Over the same decade we have been promised an additional 800 GPs, with this target banded about by Scottish Government but (in some places in the NHS recovery plan) apparently pushed back to 2028 for being met – and with limited evidence that anywhere near sufficient progress is being made.

Last week, I took part in a panel discussion on Recruitment, Retention and Wellbeing in Primary Care at the Holyrood Heath and Care Festival in Edinburgh. The first question I was asked was whether the Scottish Government’s Workforce Plan is adequate to address the pressures in our system: it was the easiest answer of the day, no.

No, it will not help address the fact over a third of GPs are over 50, many facing unfair pension charges; no, it does not address why we lose so many newly qualified doctors who feel it is too difficult to create a satisfying work/life balance in the current environment; and no, it does nothing to address the huge demographic challenge we face in the 2030s with exponential growth in the elderly population, coupled by less staff and less tax to resource all health and social care services.

The question is then, what can be done? We must focus efforts on maximal retention of all staff at the same time as promoting General Practice as a fulfilling and enjoyable career. Urgent pension reform, wellbeing and psychological support and better mentorship for newly qualified GPs would offer instant improvement and help to make general practice a more attractive option for medical graduates.

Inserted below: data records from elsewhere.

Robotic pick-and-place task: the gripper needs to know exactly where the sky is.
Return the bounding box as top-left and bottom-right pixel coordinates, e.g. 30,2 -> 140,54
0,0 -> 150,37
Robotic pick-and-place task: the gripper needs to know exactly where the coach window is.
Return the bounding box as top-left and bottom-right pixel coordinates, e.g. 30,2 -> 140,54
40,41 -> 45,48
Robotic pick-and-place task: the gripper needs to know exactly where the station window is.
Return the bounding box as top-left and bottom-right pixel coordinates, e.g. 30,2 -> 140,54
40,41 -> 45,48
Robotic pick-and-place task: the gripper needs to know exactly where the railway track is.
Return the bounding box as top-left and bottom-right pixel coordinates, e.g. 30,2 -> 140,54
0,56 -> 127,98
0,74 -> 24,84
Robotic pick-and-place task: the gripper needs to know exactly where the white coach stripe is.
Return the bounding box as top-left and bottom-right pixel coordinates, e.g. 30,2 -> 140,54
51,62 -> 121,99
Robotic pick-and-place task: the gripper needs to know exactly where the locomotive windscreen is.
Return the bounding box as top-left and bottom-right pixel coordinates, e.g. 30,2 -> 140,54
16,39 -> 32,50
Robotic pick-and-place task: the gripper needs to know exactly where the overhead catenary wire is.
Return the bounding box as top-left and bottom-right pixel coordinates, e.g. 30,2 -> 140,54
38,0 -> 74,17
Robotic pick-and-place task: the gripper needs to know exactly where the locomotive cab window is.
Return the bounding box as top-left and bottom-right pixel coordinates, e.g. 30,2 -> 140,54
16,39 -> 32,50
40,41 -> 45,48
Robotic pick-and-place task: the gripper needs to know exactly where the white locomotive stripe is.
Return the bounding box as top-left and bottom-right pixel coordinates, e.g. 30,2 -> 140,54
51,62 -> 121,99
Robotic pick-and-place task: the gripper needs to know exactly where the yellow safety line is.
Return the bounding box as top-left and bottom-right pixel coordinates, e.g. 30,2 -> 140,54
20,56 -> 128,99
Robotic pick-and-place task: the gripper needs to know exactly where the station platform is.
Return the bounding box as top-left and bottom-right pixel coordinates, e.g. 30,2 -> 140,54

We need more headspace to improve the efficiency of services, especially with the integration of new allied health professionals into our practices’ ways of working. Protected learning time must return to give Practices that dedicated space for continuously learning, development and access to the most relevant and current ways of working. We must promote the joy in our work, collaboration with colleagues and have time to see patients who are better from our interventions (not just those that have unresolved issues).

The public has to play its part too. We must see efforts to improve health literacy in the population, promote physical wellbeing and encourage self-care as well as there being better sign posting to services. Not enough has been done in any of these areas, with the likelihood being that the practices serving areas of poor health literacy to be the ones with the most severe capacity problems.

And lastly, we must be kind to ourselves and proud of what we do. Being a GP is one of the most difficult jobs to do well but also the most rewarding. We have the privilege of being able to make a real difference to the lives of our patients, caring for them from the cradle to the grave. It is a career worth fighting for, “the bedrock of the NHS”, and the only way a free at point of service healthcare system is possible.

Iain Morrison is a GP partner in Midlothian and a member of BMA Scotland’s GP committee.